SAN DIEGO (KGTV) — From in-person instruction to distance learning, and now hybrid classes in some cases, most school districts have been through a lot during this pandemic.
Many parents have decided to turn to charter schools, which have excelled in distance learning for years.
A spokesperson for the California Charter Schools Association said they’ve heard from non-classroom based charters in San Diego County that are seeing substantial enrollment requests this academic year.
Some of the charter schools have taken on many new students, while others had to stop enrollment due to the lack of state funding.
“In the beginning, a lot of big districts were not providing any resources, the kids were just off,” said Kathleen Hermsmeyer, the superintended of Springs Charter Schools.
Springs Charter Schools has locations across Southern California, including in Vista and Chula Vista in San Diego County.
“We’ve been in business doing this type of distance learning education for 20 years, so for us, this was not a big transition,” she said in regards to education during the pandemic.
“We already had all of our technology, our learning management system, our systems down for distance learning, so it wasn’t a big transition.”
Hermsmeyer said the students new missed a day of class during the pandemic, and early on, Springs Charter Schools enrolled an additional 130 students in San Diego before they knew they wouldn’t be receiving extra state funding.
“The school year starts for us July 1, we didn’t find out until June 28 that we were not going to get funded for those students,” she explained. “They did say we can disenroll the kids, but we’re not going to do that, that’s not kind, that’s not a service to the community.”
Right now, she said about 7,000 students remain on the Springs Charter Schools waitlist across California, with nearly 1,000 in San Diego County. Hermsmeyer said that’s about four times more than last school year.
“We can’t accept the students because there has been a cap on growth for non-classroom based charters like ours,” she said.

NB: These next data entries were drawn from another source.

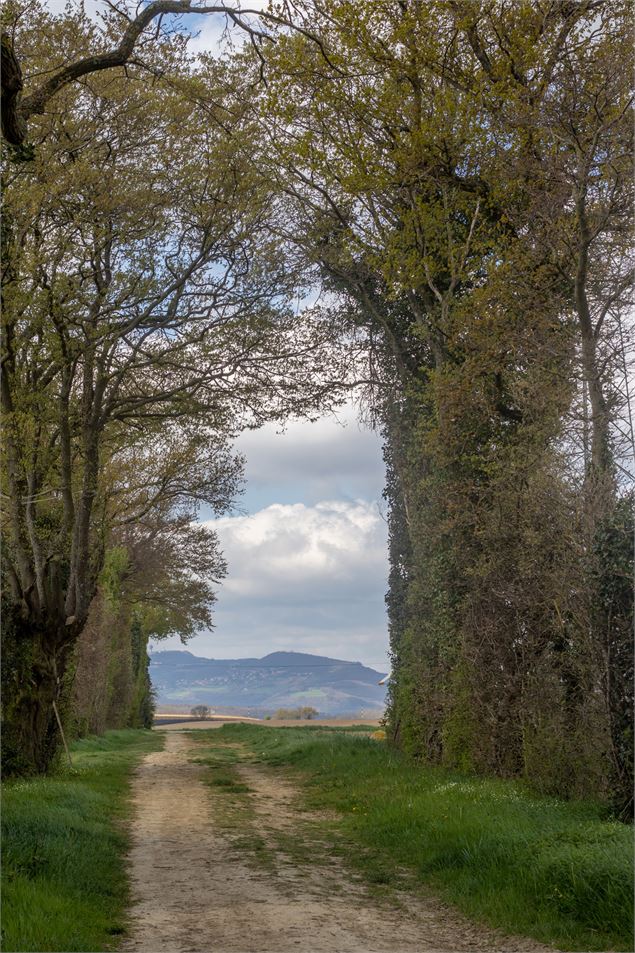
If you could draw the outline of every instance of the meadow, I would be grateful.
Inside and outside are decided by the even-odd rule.
[[[560,950],[633,949],[632,829],[599,804],[413,764],[367,726],[238,724],[194,736],[213,755],[213,797],[237,808],[249,799],[234,761],[293,780],[302,806],[324,812],[330,849],[378,897],[431,887],[477,921]],[[111,731],[76,742],[72,770],[5,782],[4,950],[117,947],[130,900],[130,775],[163,738]]]

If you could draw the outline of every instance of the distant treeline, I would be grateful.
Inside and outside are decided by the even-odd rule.
[[[300,708],[278,708],[274,718],[281,721],[311,721],[319,715],[317,708],[311,708],[310,705],[303,705]]]

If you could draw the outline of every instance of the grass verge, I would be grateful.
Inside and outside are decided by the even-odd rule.
[[[272,851],[254,826],[251,788],[236,770],[237,762],[243,760],[242,753],[236,748],[215,744],[217,734],[217,730],[190,732],[192,740],[199,745],[199,755],[189,760],[207,768],[203,780],[215,795],[211,800],[214,821],[232,849],[271,871],[274,867]]]
[[[116,944],[128,900],[130,772],[162,745],[156,732],[109,731],[73,745],[73,771],[3,784],[3,950]]]
[[[633,950],[632,830],[600,806],[413,765],[346,729],[215,734],[301,770],[308,806],[340,812],[358,848],[349,856],[370,883],[403,887],[405,869],[413,886],[429,884],[506,932],[562,950]]]

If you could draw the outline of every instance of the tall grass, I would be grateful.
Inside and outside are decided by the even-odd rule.
[[[400,868],[468,915],[564,950],[633,950],[630,827],[586,802],[413,765],[347,731],[227,726],[271,764],[304,772],[309,803],[343,815],[369,880]]]
[[[132,767],[161,747],[151,731],[73,746],[75,769],[8,781],[2,797],[2,949],[107,950],[124,932]]]

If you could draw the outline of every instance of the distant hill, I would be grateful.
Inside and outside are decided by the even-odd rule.
[[[154,652],[150,677],[159,705],[209,705],[210,708],[265,713],[311,705],[323,715],[376,711],[384,707],[386,688],[361,662],[272,652],[264,658],[209,659],[191,652]]]

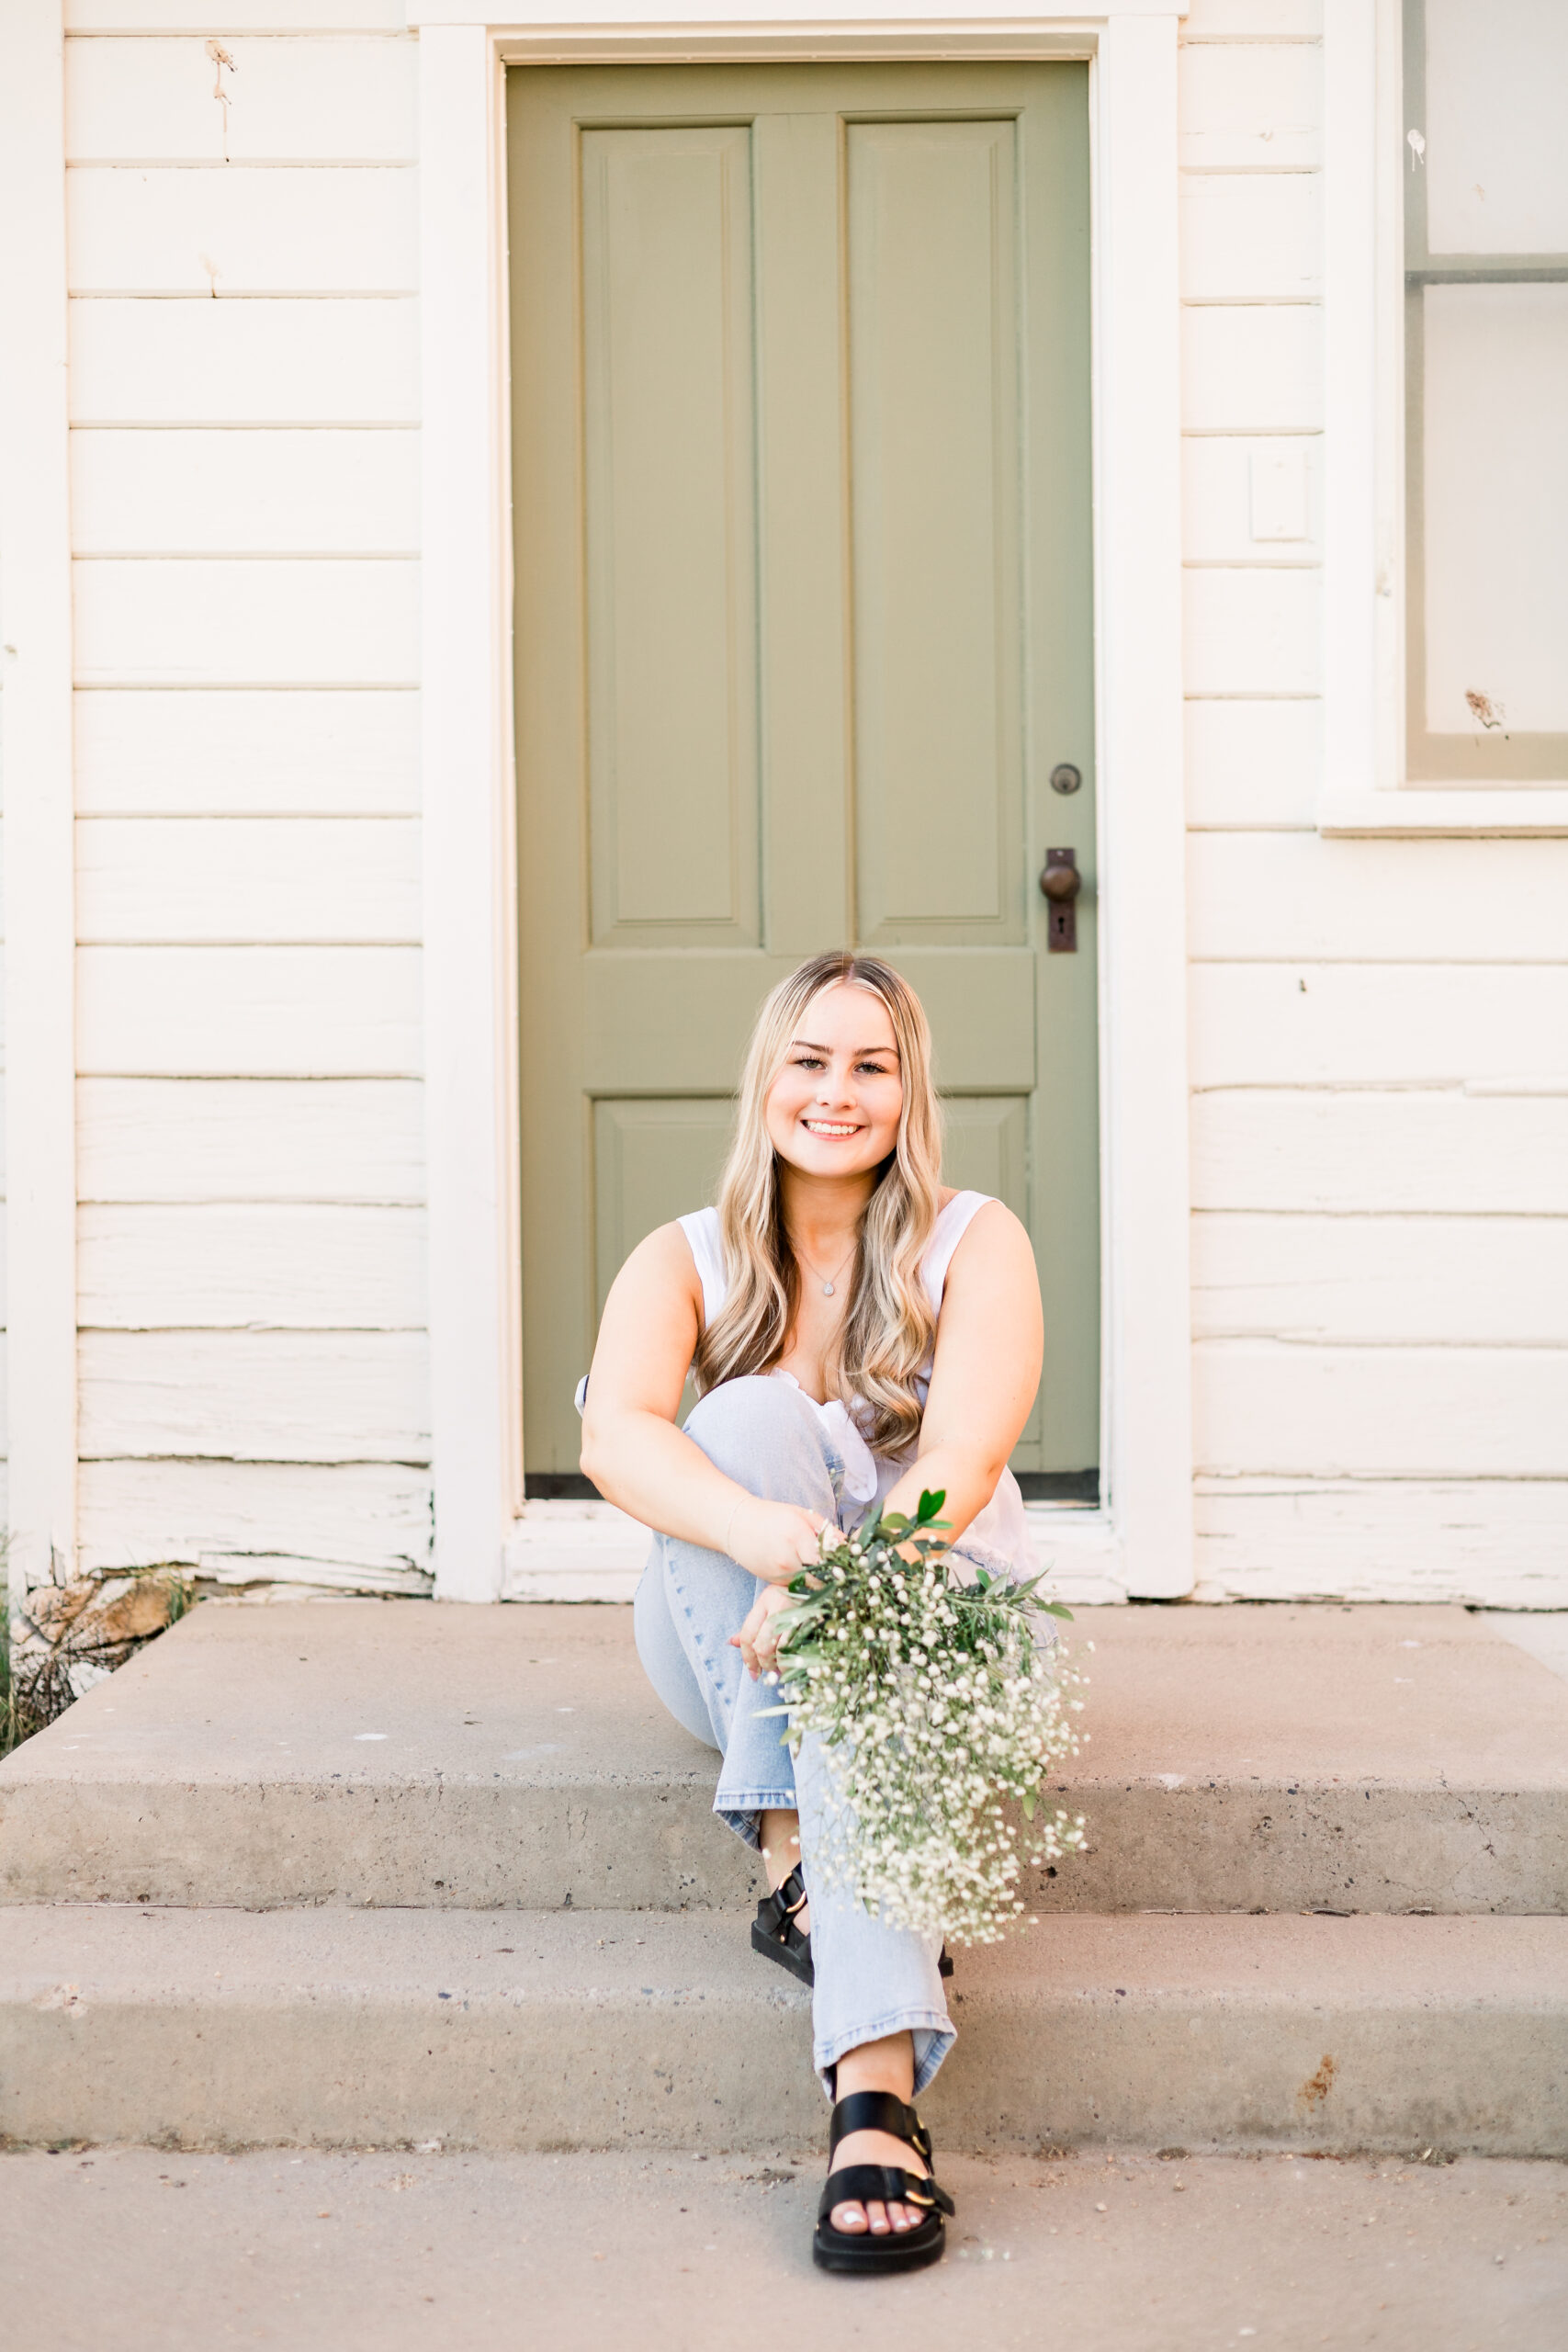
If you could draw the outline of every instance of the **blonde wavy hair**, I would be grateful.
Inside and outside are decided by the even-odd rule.
[[[757,1015],[736,1106],[735,1136],[718,1188],[728,1291],[697,1346],[698,1389],[768,1372],[784,1351],[800,1302],[800,1269],[784,1230],[778,1155],[768,1135],[769,1090],[800,1017],[824,989],[864,989],[887,1009],[904,1102],[898,1139],[862,1213],[854,1287],[828,1366],[829,1394],[863,1401],[861,1426],[880,1453],[919,1433],[916,1376],[936,1334],[920,1261],[936,1227],[942,1112],[931,1083],[931,1030],[919,998],[874,956],[814,956],[781,980]]]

“Parents were clamoring to get into our schools, and we couldn’t enroll them, so we wanted to provide something because parents were crying on the phone, it was a really hard crazy time, and parents wanted to keep their children moving academically.”
Springs Valley Schools then launched “Open Classroom,” an online website providing free lessons for students K through 12 at home.
“We had thousands of people all across the whole world using our free classroom,” she said.
Springs Charter Schools received an award from the National Alliance of Public Charter Schools for going above and beyond during the pandemic.
Hermsmeyer said Springs Charter Schools, along with a few other charters, are in a legal battle with the state over the lack of funding to enroll new students.
Springs Charter Schools expects to start bringing back some students for in-person learning by the end of the month, with a full distance learning option still available.
The California Department of Education is tracking statewide enrollment numbers for charter schools and traditional schools and will release the numbers for the 2020-21 academic year in March.